Outbound direct investment (ODI) in December alone rose 49 per cent on-year to US$12.53 billion, according to Reuters calculation on official data, extending gains from a 34.9 per cent annual growth in November.
The positive ODI growth in the past two months is largely thanks to increased Chinese investments in manufacturing and information sector, the ministry said, while no new Chinese investments were made in property, sports and entertainment industries.
"Irrational" overseas investment has been effectively contained, added the commerce ministry.
Overseas investment by Chinese firms has fallen sharply since Beijing in late 2016 implemented strict controls on capital leaving the country.
Investment in countries involved in China's Belt and Road initiative, an extensive infrastructure plan meant to link Asia with the Middle East and Europe, totalled US$14.36 billion in 2017, the commerce ministry said.
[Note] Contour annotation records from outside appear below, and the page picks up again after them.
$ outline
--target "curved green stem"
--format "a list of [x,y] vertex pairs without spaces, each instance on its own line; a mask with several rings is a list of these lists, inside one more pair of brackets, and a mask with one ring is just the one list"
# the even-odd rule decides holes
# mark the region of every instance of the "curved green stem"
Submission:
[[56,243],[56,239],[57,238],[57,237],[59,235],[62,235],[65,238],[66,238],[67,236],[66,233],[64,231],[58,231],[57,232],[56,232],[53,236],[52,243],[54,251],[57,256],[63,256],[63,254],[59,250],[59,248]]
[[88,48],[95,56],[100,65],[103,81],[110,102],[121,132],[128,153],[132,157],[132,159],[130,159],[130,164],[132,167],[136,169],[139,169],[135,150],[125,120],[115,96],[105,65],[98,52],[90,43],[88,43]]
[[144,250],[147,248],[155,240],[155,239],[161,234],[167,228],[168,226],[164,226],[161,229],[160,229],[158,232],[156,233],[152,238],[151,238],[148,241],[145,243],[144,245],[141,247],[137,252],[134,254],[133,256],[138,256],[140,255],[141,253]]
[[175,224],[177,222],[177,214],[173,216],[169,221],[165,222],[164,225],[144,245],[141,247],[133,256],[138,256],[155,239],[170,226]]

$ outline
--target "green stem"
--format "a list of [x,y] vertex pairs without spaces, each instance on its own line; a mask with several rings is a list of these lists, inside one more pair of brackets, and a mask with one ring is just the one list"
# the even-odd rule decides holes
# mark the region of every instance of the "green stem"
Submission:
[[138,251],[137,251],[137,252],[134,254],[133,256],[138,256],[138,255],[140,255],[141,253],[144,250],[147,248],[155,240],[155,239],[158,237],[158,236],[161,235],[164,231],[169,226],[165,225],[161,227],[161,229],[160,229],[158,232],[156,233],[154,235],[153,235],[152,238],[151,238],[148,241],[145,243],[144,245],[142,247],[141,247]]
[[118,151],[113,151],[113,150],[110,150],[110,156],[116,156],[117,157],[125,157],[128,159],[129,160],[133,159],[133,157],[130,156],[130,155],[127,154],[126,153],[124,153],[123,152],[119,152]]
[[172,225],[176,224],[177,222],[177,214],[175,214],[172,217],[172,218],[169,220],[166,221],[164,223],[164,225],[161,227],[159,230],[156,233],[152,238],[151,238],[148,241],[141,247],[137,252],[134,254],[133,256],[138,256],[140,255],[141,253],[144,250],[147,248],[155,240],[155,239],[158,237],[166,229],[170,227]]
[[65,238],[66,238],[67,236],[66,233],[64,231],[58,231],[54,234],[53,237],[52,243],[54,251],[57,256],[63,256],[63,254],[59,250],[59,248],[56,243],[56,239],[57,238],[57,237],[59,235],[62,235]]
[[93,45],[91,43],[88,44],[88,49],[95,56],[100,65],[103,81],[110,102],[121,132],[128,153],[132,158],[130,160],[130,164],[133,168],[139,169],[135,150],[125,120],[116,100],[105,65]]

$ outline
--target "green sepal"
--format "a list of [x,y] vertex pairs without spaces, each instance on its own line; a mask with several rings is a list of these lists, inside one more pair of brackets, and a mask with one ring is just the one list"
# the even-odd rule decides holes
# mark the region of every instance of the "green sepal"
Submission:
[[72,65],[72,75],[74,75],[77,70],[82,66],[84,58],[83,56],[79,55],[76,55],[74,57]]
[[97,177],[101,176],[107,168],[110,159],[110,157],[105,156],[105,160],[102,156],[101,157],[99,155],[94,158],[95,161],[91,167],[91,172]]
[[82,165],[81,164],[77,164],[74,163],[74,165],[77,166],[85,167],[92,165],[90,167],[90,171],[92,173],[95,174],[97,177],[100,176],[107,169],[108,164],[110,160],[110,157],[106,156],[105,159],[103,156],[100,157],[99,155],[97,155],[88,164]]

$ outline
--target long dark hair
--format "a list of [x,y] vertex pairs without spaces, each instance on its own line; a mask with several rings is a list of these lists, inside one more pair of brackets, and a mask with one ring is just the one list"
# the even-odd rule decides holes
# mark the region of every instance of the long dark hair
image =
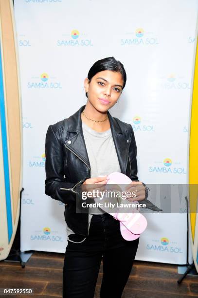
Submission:
[[[124,68],[123,64],[120,61],[116,60],[114,57],[108,57],[98,60],[91,66],[88,73],[88,78],[90,82],[91,78],[97,73],[105,70],[111,70],[113,72],[120,73],[124,81],[123,89],[125,88],[126,81],[126,74]],[[88,97],[87,92],[86,93]]]

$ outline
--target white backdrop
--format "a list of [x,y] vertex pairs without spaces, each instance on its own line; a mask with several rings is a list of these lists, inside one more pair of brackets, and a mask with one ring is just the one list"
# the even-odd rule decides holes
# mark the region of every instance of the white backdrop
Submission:
[[[50,124],[86,104],[83,81],[97,60],[114,56],[126,69],[126,87],[110,112],[133,126],[140,180],[187,182],[198,9],[196,0],[15,0],[24,132],[21,250],[65,252],[64,205],[44,193],[45,135]],[[186,214],[145,215],[136,259],[185,263]]]

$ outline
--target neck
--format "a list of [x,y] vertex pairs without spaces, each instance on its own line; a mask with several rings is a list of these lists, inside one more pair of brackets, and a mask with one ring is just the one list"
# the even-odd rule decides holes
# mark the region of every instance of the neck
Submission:
[[[98,111],[91,105],[89,100],[83,112],[87,117],[96,121],[104,120],[107,116],[107,111],[101,112]],[[90,121],[91,122],[91,120]]]

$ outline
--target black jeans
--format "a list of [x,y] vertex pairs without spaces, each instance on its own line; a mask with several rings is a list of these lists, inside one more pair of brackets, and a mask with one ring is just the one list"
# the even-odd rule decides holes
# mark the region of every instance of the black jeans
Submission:
[[[80,242],[76,234],[69,239]],[[63,267],[63,297],[93,298],[102,258],[101,298],[121,298],[131,271],[139,238],[127,241],[120,223],[105,213],[93,215],[89,236],[81,243],[68,241]]]

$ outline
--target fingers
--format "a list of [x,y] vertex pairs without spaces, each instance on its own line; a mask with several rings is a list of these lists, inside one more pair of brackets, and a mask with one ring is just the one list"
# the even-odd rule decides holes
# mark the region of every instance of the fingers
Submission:
[[106,184],[107,182],[107,175],[106,176],[103,176],[103,177],[96,177],[96,178],[91,178],[90,180],[91,182],[91,184]]

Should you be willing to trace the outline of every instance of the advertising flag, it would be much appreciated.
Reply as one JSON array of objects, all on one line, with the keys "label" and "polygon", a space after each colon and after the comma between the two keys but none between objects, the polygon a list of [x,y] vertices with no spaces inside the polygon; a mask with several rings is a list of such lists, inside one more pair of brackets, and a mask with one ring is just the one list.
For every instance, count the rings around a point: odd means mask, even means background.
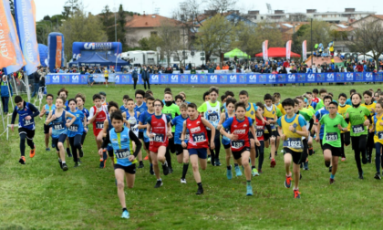
[{"label": "advertising flag", "polygon": [[291,57],[291,40],[286,43],[286,59],[289,60]]},{"label": "advertising flag", "polygon": [[269,53],[267,51],[267,46],[268,46],[269,41],[265,40],[264,41],[264,43],[262,44],[262,52],[264,53],[264,60],[266,61],[269,59]]},{"label": "advertising flag", "polygon": [[20,47],[26,58],[25,70],[30,75],[40,65],[37,37],[36,34],[36,8],[34,0],[15,0],[16,24]]}]

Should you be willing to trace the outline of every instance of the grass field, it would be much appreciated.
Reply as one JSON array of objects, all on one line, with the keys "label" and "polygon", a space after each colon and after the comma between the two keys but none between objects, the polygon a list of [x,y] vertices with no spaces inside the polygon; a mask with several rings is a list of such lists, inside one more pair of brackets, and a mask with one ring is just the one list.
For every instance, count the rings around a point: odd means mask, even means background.
[{"label": "grass field", "polygon": [[[356,89],[358,92],[381,85],[326,86],[336,95]],[[61,86],[49,86],[56,94]],[[142,88],[142,86],[140,86]],[[316,86],[305,87],[222,87],[220,92],[242,89],[250,93],[250,101],[263,99],[265,93],[279,91],[283,99],[300,95]],[[86,107],[92,106],[91,96],[106,91],[108,100],[121,104],[122,96],[134,97],[132,86],[67,86],[68,99],[78,92],[87,95]],[[155,98],[163,99],[163,86],[152,86]],[[185,91],[187,100],[202,102],[207,88],[171,87],[174,92]],[[1,127],[2,124],[0,124]],[[90,131],[91,133],[91,131]],[[163,186],[154,189],[156,179],[149,173],[149,162],[137,170],[133,189],[126,189],[130,219],[120,219],[114,172],[109,161],[98,169],[98,155],[92,134],[84,145],[82,165],[63,172],[54,151],[46,152],[43,121],[37,118],[35,143],[36,154],[26,164],[18,159],[17,131],[10,141],[0,137],[0,229],[378,229],[383,224],[382,183],[375,180],[375,163],[363,165],[365,180],[357,179],[351,148],[347,148],[346,162],[339,162],[336,183],[329,184],[330,173],[325,167],[322,151],[315,144],[316,154],[309,157],[309,171],[302,171],[301,199],[293,199],[293,190],[284,186],[285,169],[281,153],[276,166],[264,162],[264,173],[253,177],[254,195],[245,196],[244,175],[227,180],[224,152],[221,150],[220,167],[208,165],[202,172],[204,193],[197,196],[192,167],[181,184],[181,164],[172,154],[174,172],[162,176]],[[279,149],[280,151],[280,149]],[[265,150],[265,159],[269,151]],[[146,155],[144,153],[144,155]],[[375,152],[374,152],[375,155]],[[378,198],[376,198],[376,196]],[[378,200],[377,200],[378,199]]]}]

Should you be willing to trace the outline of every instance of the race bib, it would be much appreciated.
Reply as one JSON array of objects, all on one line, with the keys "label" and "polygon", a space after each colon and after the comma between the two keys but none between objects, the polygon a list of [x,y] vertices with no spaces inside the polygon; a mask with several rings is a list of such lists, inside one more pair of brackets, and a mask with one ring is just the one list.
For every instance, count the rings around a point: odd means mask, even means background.
[{"label": "race bib", "polygon": [[155,136],[153,137],[153,141],[163,142],[163,140],[165,140],[164,137],[165,136],[163,134],[155,133]]},{"label": "race bib", "polygon": [[75,124],[72,124],[70,127],[69,127],[69,129],[68,129],[70,131],[78,131],[78,125],[75,125]]},{"label": "race bib", "polygon": [[192,141],[194,141],[194,143],[203,142],[206,141],[204,132],[194,133],[192,136]]},{"label": "race bib", "polygon": [[337,133],[336,132],[327,132],[326,134],[326,141],[336,141]]},{"label": "race bib", "polygon": [[354,132],[355,134],[361,133],[361,132],[365,131],[365,127],[364,127],[363,124],[353,125],[351,128],[352,128],[352,132]]},{"label": "race bib", "polygon": [[98,129],[98,130],[104,129],[104,122],[103,121],[96,121],[96,129]]},{"label": "race bib", "polygon": [[130,156],[130,152],[128,149],[116,150],[114,153],[117,159],[126,159]]},{"label": "race bib", "polygon": [[284,147],[301,150],[302,147],[302,139],[301,138],[287,138],[284,141]]},{"label": "race bib", "polygon": [[232,141],[233,149],[241,149],[244,146],[244,141]]}]

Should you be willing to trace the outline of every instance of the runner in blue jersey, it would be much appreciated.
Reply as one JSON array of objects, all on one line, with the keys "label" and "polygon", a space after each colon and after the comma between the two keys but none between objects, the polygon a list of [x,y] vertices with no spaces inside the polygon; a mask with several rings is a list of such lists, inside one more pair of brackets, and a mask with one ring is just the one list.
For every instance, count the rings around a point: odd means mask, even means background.
[{"label": "runner in blue jersey", "polygon": [[151,117],[151,115],[154,114],[153,103],[154,103],[154,98],[153,97],[148,97],[146,99],[146,105],[148,106],[148,110],[141,113],[139,117],[139,130],[140,130],[139,139],[142,140],[143,142],[144,142],[144,149],[147,152],[148,159],[150,162],[150,172],[152,175],[154,175],[154,171],[153,171],[153,165],[151,163],[150,154],[150,152],[149,152],[150,139],[149,139],[148,135],[146,134],[146,127],[147,127],[146,124],[147,124],[148,118]]},{"label": "runner in blue jersey", "polygon": [[[73,161],[75,162],[75,168],[78,167],[78,156],[83,155],[79,153],[82,152],[81,138],[84,133],[84,126],[87,125],[84,120],[84,113],[76,108],[76,100],[71,99],[68,100],[69,112],[76,116],[76,120],[71,126],[67,128],[67,137],[69,139],[69,144],[72,148]],[[69,118],[69,120],[71,120]]]},{"label": "runner in blue jersey", "polygon": [[[42,118],[44,115],[46,115],[46,120],[47,118],[47,115],[49,114],[50,110],[55,110],[56,105],[53,104],[53,95],[52,94],[47,94],[47,104],[43,107],[43,110],[40,112],[40,118]],[[44,124],[44,141],[46,142],[46,151],[50,151],[49,149],[49,136],[50,136],[50,128],[52,127],[52,124],[46,125]],[[52,145],[52,148],[55,148]]]},{"label": "runner in blue jersey", "polygon": [[[110,102],[109,103],[110,105]],[[117,193],[122,207],[121,218],[129,218],[127,209],[124,192],[124,176],[128,188],[133,188],[136,174],[136,157],[141,149],[141,142],[131,130],[124,127],[124,118],[120,111],[114,111],[110,115],[113,128],[108,131],[106,141],[102,143],[102,148],[107,148],[111,143],[114,154],[114,174],[117,180]],[[136,144],[133,154],[132,143]]]},{"label": "runner in blue jersey", "polygon": [[[175,152],[177,155],[177,162],[179,163],[183,162],[182,168],[182,176],[181,177],[181,183],[186,183],[186,173],[188,172],[189,168],[189,152],[187,148],[183,148],[181,145],[181,135],[182,134],[183,130],[183,121],[185,121],[188,116],[188,104],[186,102],[181,102],[180,104],[180,112],[181,115],[175,117],[171,120],[171,125],[175,126],[174,131],[174,145],[175,145]],[[189,141],[189,131],[186,132],[185,137],[185,143],[187,144]]]},{"label": "runner in blue jersey", "polygon": [[[67,130],[73,122],[76,121],[76,116],[64,110],[65,99],[58,97],[56,99],[56,110],[52,110],[49,112],[48,118],[46,120],[46,124],[52,122],[52,141],[56,146],[56,150],[58,155],[58,163],[63,171],[67,170],[67,165],[65,162],[65,150],[64,142],[67,140]],[[69,122],[67,122],[67,119],[71,118]]]},{"label": "runner in blue jersey", "polygon": [[18,114],[18,134],[20,136],[21,157],[18,161],[21,164],[26,164],[26,144],[31,148],[29,157],[32,158],[36,153],[36,146],[33,142],[35,137],[35,117],[38,116],[39,111],[33,104],[24,101],[20,96],[15,97],[16,106],[12,113],[11,130],[14,131],[14,123]]}]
Belt and Road deals accounted for 12 per cent of total investments in 2017, up 3.5 percentage points from a year earlier.
Analysts expect that after the tumble in ODI in 2017, China is likely to see an increase in overseas investment deals this year.
"The yuan's appreciation has provided some impetus for Chinese firms to do deals overseas", said Iris Pang, Great China economist at ING.
Around the second quarter, it can be expected that China is clearly having big capital inflows, "so that SAFE can approve more overseas deals," she said.
SAFE is the acronym for the State Administration of Foreign Exchange.
The Chinese currency yuan has risen about 1.2 per cent against the US dollar this year, after a roughly 6.8 per cent gain during 2017, reversing three straight years of depreciation.
Foreign direct investment (FDI) into China in December fell 9.2 per cent from a year earlier to 73.94 billion yuan (S$15.19 billion), the first decline in five months.
For 2017, FDI rose 7.9 per cent to 877.56 billion yuan.
China faces relatively big external pressure in attracting FDI this year due to the global investment environment's uncertainties, said the commerce ministry.